Bradley Walsh, & Dr. Vida Vakilian
Significance of Study
This research addresses a critical challenge in the field of automation: the inevitable wear and tear of machinery which necessitates costly and time-consuming maintenance and repairs. The significance of this project lies in its potential to revolutionize the approach to machine maintenance, shifting from reactive to proactive measures that can minimize both the financial burden and downtime associated with traditional preventative maintenance and improve the reliability and efficiency of automated systems.
Subject Background
Machinery in automated systems is prone to degradation over time, leading to operational inefficiencies and potential failures. Traditional maintenance strategies are often reactive and can be prohibitively expensive and disruptive. The theoretical foundation of this research is built upon the premise that machine learning models, particularly those capable of detecting anomalies, can play a pivotal role in identifying and predicting potential issues before they result in significant downtime or costly repairs.
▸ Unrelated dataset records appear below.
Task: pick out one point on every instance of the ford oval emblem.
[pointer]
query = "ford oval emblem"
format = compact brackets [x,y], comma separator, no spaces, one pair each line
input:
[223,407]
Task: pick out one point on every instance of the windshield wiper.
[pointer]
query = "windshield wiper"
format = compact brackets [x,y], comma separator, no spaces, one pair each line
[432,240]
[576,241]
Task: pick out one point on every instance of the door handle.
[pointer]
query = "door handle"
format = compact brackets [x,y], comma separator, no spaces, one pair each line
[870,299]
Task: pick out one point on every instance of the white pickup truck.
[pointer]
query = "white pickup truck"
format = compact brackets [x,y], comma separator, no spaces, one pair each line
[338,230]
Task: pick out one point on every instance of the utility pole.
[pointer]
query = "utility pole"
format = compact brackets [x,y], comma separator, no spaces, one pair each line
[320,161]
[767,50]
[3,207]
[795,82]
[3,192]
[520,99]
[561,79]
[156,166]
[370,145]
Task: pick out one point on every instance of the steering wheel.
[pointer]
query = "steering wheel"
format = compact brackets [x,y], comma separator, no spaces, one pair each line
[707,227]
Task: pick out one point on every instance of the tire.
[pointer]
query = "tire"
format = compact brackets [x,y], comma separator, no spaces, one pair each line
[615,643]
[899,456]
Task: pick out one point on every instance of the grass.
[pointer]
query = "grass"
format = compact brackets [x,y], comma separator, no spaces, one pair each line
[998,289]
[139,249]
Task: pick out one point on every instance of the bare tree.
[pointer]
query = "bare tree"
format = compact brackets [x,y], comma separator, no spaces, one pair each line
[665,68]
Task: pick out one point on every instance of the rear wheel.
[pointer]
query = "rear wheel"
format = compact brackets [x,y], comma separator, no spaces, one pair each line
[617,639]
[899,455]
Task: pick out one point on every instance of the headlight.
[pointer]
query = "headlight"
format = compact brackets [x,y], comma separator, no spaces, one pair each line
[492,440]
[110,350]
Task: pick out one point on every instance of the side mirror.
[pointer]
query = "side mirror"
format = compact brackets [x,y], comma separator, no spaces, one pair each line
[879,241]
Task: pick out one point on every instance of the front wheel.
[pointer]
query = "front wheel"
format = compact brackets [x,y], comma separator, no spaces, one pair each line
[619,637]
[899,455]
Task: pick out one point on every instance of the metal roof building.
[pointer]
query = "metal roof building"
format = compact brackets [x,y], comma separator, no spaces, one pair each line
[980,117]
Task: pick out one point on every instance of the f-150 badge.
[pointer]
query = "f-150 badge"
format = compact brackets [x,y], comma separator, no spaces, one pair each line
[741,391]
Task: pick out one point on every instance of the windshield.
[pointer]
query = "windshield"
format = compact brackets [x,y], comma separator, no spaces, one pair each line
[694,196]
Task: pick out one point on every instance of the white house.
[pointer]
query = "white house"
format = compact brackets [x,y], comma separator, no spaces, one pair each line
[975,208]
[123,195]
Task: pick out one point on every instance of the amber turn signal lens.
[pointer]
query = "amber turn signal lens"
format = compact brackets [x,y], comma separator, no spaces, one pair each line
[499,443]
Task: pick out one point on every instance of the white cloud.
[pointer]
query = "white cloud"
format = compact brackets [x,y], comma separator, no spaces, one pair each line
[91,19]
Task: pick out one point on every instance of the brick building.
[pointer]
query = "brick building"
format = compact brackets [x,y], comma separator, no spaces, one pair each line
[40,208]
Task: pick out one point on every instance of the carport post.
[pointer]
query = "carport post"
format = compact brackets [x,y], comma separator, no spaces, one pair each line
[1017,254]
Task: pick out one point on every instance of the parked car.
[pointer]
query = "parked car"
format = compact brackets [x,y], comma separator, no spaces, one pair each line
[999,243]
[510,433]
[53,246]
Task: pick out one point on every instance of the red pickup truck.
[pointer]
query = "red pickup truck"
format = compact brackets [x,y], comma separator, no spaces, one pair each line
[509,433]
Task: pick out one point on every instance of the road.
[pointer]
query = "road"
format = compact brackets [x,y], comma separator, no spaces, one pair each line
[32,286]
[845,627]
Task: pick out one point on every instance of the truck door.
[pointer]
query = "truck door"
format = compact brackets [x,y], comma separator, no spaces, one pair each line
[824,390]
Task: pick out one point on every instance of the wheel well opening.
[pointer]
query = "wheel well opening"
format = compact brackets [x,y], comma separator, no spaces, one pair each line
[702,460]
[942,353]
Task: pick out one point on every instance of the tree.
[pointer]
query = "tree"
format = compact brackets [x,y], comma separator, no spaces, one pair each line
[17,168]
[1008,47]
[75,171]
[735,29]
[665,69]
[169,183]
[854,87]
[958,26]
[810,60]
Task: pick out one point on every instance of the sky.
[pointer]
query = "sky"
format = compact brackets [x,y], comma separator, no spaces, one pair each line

Prior explorations into models such as long short-term memory (LSTM) recurrent neural networks and k-nearest neighbors (KNN) classifiers have provided valuable insights, yet they fall short in accurately and reliably identifying anomalies compared to the isolation forest model.
Methodology
The research focuses on the development and testing of an isolation forest machine learning model. This model will analyze data points from sensors embedded in automation machinery to identify potential anomalies indicative of wear or failure. Comparative analysis will be conducted with other machine learning models, such as LSTM recurrent neural networks and KNN classifiers, to evaluate the efficacy and reliability of the isolation forest model in real-world scenarios. The study will also investigate the challenges of integrating machine learning models into existing automation systems, particularly the limitations of programmable logic controllers and the capacity of attached computers to process and act on the data in real time.
Preliminary Findings
While the research is ongoing, preliminary findings suggest that the isolation forest model shows promise in accurately detecting anomalies that precede mechanical failures. Expected findings include a detailed analysis of the model’s performance compared to other machine learning approaches, highlighting its superiority in specific contexts of anomaly detection.